The authors are careful not to reuse URLs as well as encryption keys. That’s why the Aria key is different for every unique payload. It is stored just after the end of the 0x10000401 module :

Key format: WORD key length; BYTE key_bytes[];

During the module’s loading, the key is rewritten into another memory area, from which it is used to decrypt the downloaded module.

The CAB file retrieved from the PNG is available here: 001bdc26b2845dcf839f67a8760c6839

It contains core.sdb (d1a2fdc79c154b120a0e52c46a73478d). That is a second module in Hidden Bee’s custom format.

Inside core.sdb

This module (retrieved from the PNG) is a second downloader component in the 0x10000401 format. This time, it uses a custom TCP-based protocol, referenced by the authors as SLTP. (This protocol was also used by the analogical component seen one year ago). The embedded links:

sltp://dns.howtocom.site:1108/minimal.bin?id=998 sltp://bbs.favcom.space:1108/setup.bin?id=999

Execution flow
  1. Checks for blacklisted processes. If any are detected, exits.
  2. Removes functions: DbgBreakPoint, DbgUserBreakPoint by overwriting their beginning with the RET instruction.
  3. Checks if the malware is already installed. If yes, exits.
  4. Creates an installation mutex {71BB7F1C-D700-4487-B9C6-6DD9863DFE91}-ins.
  5. If the module was run with the flag==1:
    1. Connects to the first address: sltp://dns.howtocom.site:1108/minimal.bin?id=998
    2. Sets an environment variable INSTALL_SOURCE to the value given as an argument.
    3. Runs the downloaded next stage module.
  6. If the module was run with the flag!=1:
    1. Performs checks against VM. If detected, exits.
    2. Connects to the second address: sltp://bbs.favcom.space:1108/setup.bin?id=999. This time, appends the victim’s fingerprint to the URL. Format: <URL>&sid=<INSTALL_SID>&sz=<unique machine ID: 16 bytes hex>&os=<Windows version number>&ar=<architecture>
    3. Runs the downloaded next stage module.
Defensive checks

At this stage, many anti-analysis checks are deployed. First, there are checks to detect if any of the blacklisted processes are running. The enumeration of the processes is implemented using a low-level function: NtQuerySystemInformation with a parameter 5 (SystemProcessInformation).

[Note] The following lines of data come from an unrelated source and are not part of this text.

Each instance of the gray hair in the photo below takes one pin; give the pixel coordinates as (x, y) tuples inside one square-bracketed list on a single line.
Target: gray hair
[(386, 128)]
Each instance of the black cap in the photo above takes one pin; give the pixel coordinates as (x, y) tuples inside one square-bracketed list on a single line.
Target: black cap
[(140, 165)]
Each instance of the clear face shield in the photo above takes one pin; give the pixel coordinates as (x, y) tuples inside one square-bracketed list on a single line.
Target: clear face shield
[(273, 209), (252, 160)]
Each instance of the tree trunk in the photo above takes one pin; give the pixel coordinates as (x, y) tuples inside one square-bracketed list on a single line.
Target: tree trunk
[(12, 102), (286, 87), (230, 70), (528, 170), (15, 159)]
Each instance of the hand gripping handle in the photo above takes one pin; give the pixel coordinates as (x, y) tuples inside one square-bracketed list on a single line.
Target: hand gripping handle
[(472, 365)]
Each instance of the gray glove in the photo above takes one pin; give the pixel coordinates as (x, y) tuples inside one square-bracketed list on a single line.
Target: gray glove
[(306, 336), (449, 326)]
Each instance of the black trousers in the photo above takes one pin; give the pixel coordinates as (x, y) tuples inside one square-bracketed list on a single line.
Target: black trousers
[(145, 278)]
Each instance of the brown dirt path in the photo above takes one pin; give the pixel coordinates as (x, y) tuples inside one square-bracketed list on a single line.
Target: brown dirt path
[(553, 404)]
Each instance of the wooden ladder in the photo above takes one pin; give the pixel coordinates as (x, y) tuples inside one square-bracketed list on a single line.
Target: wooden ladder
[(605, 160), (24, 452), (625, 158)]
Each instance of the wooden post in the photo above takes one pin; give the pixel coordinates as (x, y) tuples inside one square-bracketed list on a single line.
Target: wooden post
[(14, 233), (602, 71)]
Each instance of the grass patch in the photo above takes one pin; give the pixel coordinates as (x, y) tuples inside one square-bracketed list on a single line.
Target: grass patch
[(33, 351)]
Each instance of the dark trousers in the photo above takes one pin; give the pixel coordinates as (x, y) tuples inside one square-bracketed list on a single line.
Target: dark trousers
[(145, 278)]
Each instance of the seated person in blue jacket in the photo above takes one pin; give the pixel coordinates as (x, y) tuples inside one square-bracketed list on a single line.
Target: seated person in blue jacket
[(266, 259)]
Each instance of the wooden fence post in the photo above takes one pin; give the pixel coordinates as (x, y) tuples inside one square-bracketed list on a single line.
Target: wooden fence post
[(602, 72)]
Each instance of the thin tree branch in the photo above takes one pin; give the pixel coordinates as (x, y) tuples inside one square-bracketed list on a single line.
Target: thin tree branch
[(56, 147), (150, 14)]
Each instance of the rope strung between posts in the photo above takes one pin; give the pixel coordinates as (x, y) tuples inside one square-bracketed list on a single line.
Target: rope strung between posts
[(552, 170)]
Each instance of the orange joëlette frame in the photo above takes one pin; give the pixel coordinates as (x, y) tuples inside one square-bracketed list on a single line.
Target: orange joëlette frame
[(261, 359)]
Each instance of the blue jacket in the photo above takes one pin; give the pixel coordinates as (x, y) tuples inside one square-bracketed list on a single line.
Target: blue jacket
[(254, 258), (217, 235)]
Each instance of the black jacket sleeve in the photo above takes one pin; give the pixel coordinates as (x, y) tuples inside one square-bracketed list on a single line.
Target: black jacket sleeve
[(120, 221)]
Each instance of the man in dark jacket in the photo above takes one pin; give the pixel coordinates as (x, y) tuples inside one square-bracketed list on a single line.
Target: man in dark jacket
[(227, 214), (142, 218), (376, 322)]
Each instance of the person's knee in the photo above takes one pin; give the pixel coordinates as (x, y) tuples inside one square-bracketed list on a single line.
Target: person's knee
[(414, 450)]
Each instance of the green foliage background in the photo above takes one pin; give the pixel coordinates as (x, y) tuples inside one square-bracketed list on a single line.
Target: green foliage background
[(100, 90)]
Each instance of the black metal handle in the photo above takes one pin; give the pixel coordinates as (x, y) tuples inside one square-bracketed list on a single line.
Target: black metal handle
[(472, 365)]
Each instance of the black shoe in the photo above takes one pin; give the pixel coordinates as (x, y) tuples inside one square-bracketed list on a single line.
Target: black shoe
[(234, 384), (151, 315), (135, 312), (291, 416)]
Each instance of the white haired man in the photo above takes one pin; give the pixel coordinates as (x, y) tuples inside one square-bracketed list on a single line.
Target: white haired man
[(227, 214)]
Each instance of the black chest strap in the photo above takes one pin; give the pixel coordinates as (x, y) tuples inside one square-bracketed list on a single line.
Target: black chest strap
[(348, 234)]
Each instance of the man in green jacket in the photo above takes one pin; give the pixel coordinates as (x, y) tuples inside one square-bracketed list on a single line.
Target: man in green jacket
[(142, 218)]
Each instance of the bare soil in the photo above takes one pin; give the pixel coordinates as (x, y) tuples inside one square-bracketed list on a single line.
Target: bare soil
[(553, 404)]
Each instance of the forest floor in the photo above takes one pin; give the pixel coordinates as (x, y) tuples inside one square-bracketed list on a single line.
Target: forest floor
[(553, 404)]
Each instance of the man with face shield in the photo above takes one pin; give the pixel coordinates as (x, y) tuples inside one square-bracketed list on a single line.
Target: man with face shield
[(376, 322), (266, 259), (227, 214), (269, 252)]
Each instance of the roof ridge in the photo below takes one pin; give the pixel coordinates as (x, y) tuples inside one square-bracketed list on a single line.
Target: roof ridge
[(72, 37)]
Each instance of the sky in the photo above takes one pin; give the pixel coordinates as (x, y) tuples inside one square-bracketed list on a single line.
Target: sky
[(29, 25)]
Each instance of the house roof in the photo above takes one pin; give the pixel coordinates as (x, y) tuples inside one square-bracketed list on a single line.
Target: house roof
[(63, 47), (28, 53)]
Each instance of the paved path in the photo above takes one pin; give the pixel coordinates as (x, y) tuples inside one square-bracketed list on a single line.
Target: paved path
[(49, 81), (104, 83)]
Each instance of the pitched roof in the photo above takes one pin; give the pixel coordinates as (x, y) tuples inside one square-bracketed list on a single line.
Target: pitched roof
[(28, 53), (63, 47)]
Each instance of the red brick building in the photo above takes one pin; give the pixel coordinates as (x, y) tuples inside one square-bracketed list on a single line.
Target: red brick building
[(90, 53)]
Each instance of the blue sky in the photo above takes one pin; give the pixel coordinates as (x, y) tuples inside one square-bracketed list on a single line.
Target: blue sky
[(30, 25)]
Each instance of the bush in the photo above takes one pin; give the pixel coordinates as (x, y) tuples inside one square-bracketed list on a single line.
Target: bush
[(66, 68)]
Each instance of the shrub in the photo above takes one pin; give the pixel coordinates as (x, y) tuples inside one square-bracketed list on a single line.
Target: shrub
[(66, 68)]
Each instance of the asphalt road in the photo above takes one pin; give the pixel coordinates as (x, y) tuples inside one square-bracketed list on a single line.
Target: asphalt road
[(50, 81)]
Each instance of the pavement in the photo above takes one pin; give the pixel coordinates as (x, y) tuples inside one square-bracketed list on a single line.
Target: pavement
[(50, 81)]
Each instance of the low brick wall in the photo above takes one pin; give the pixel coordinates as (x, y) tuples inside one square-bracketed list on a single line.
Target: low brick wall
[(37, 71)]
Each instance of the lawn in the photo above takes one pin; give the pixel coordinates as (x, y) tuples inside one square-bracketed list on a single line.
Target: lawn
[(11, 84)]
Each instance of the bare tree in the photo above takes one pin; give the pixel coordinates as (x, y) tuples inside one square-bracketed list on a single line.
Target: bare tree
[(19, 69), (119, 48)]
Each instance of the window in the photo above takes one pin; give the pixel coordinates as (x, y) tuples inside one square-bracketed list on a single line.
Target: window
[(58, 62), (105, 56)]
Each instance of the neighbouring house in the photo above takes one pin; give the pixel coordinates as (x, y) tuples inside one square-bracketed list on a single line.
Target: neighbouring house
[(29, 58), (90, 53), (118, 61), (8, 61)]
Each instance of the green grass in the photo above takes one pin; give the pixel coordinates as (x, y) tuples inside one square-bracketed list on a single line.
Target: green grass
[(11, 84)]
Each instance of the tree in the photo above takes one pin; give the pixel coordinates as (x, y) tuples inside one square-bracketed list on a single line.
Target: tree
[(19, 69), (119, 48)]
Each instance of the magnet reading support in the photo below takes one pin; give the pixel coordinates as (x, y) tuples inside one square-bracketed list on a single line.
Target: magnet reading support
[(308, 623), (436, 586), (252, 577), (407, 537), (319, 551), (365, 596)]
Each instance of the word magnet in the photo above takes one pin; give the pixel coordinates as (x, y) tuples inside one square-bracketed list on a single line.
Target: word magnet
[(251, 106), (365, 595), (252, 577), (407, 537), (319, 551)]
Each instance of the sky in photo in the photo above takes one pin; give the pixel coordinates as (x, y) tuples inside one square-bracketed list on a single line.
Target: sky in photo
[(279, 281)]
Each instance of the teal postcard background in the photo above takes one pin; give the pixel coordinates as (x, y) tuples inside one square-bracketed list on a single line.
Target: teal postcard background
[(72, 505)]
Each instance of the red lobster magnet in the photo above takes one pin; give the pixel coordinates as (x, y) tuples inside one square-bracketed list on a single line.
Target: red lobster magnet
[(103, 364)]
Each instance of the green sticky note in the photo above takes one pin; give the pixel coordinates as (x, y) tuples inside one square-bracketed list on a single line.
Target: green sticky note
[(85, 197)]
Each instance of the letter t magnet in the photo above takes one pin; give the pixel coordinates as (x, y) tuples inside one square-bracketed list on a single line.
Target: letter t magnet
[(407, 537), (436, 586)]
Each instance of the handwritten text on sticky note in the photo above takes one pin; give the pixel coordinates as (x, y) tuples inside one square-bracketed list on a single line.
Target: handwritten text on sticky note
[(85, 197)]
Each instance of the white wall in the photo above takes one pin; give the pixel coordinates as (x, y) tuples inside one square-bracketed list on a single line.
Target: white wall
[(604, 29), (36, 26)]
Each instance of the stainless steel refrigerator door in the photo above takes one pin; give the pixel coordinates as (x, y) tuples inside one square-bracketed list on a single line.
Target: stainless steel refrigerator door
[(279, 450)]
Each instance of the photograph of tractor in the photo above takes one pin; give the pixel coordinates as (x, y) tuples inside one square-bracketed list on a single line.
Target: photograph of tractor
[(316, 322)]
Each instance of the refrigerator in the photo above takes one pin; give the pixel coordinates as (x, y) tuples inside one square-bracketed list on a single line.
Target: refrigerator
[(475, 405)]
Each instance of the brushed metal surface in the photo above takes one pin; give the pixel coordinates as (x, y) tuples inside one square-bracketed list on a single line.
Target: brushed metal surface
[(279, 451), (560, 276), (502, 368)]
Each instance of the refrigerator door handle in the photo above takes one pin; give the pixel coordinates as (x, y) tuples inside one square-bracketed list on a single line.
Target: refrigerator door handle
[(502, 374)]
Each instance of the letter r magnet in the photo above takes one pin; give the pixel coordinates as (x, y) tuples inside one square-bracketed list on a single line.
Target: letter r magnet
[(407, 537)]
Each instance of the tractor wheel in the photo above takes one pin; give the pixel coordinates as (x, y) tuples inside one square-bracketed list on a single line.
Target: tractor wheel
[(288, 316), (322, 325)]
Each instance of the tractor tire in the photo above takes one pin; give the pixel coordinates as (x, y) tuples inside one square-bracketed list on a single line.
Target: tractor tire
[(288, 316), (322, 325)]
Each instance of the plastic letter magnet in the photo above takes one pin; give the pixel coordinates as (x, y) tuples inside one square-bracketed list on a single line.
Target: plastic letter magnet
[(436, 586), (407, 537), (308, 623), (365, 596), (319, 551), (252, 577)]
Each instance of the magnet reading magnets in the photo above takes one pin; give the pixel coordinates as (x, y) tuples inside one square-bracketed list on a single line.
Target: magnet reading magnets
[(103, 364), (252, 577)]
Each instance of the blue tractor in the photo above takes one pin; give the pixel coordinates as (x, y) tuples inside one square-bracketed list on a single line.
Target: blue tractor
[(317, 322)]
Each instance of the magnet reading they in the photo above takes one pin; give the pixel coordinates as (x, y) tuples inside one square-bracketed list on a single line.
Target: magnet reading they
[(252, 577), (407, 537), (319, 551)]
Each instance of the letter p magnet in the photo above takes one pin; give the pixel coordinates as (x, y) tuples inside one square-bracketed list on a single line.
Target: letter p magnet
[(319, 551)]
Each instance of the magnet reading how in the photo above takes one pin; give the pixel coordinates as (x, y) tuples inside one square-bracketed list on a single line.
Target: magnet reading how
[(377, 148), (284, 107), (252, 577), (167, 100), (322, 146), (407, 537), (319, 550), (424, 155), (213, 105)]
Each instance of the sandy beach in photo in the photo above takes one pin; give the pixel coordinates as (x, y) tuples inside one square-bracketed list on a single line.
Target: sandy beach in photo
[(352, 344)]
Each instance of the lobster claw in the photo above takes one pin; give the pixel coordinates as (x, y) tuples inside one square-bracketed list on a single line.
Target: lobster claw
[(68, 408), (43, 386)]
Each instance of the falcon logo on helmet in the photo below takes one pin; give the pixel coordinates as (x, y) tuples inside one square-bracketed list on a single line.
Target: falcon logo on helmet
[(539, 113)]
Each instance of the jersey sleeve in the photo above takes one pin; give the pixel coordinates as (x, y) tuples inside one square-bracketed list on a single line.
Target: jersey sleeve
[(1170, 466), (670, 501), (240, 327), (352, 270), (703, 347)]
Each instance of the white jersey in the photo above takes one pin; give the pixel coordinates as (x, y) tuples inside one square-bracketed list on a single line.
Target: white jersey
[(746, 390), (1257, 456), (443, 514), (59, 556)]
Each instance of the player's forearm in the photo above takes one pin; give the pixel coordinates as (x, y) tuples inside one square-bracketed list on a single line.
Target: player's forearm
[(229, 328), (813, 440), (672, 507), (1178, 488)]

The blacklist contains popular debuggers and sniffers:

“devenv.exe” , “wireshark.exe”, “vmacthlp.exe”, “procmon.exe”, “ollydbg.exe”, “idag.exe”, “ImmunityDebugger.exe”, “windbg.exe”
“EHSniffer.exe”, “iris.exe”, “procexp.exe”, “filemon.exe”, “fiddler.exe”

The names of the processes are obfuscated, so they are not visible on the strings list. If any of those processes are detected, the execution of the module terminates.

Another function deploys a set of anti-VM checks. The anti-VM checks include:

CPUID with EAX=40000000 (a check for Hypervisor’s Brand):

The VMWAre I/O Port (more details [here]):

VPCEXT instruction (more details [here])

Checking the list of common VM vendors:

Checking the BIOS versions typical for virtual environments:

Detection of any of the features suggesting a VM results in termination of the component.

Downloading new modules

The next elements of HiddenBee are downloaded over the custom “STLP” protocol.

The raw TCP socket created to communicate using the SLTP protocol:

The communication is encrypted. We can see that the expected output is a shellcode that is loaded and executed:

The way in which it is loaded reminds me of the elements we described recently in “Hidden Bee: Let’s go down the rabbit hole“. The current module loads a list of functions that will be passed to the next module. It is a minimalistic, custom version of Import Table. It also passes the memory with the downloaded filesystem to be used for further loading of components.

The !rcx package

This element retrieves the custom filesystem used by this malware. As we know from previous analysis, Hidden Bee uses its own, custom filesystems that are mounted in the memory of the malware and passed to its components. This filesystem is important for the execution flow because it contains many other components that are supposed to be installed on the attacked system in order to continue the infection.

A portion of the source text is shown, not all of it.